I am trying to construct (or disprove the existence of) some finite set, $S=\left\{(y,k)\mid y,k\in\mathbb{Z},y\ge2\right\}$, where no two $y$ are the same, and every integer $x\in\mathbb{Z}$ may be written as $x=n\cdot y_i + k_i$, where $(y_i,k_i)\in S$.
In other words, I am wondering if it might be possible to perhaps construct something like:
$$x+k_1\equiv r_1\pmod2$$
$$x+k_2\equiv r_2\pmod3$$
$$x+k_3\equiv r_3\pmod4$$
$$\vdots$$
$$x+k_i\equiv r_i\pmod {i+1}$$
where, for all $x\in\mathbb{Z}$, there is at least one $0 < j\le i$ where $r_j=0$.
So far I have written a greedy algorithm in python to try and find an example, with no luck. For example, the best case I have found for $i=4$ gives a covering of $\frac{56}{60}=\frac{14}{15}$ of the integers. I have a feeling it is not possible.

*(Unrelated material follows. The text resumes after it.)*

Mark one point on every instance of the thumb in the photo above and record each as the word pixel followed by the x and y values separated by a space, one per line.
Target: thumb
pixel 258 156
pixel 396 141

Yes! What you're asking for, in Wikipedia's terminology, is a distinct covering system. Here's a nice example:
$$\{0(\mathrm{mod}\ {2}),\ 0(\mathrm{mod}\ {3}),\ 1(\mathrm{mod}\ {4}), \ 5(\mathrm{mod}\ {6}),\ 7(\mathrm{mod}\ {12}) \}$$
According to arXiv:math/0412217v2, the above was found by Erdős, as well as this one:
$${0(2), 0(3), 0(5), 1(6), 0(7), 1(10), 1(14), 2(15), 2(21), 23(30), 4(35), 5(42), 59(70), 104(105)}$$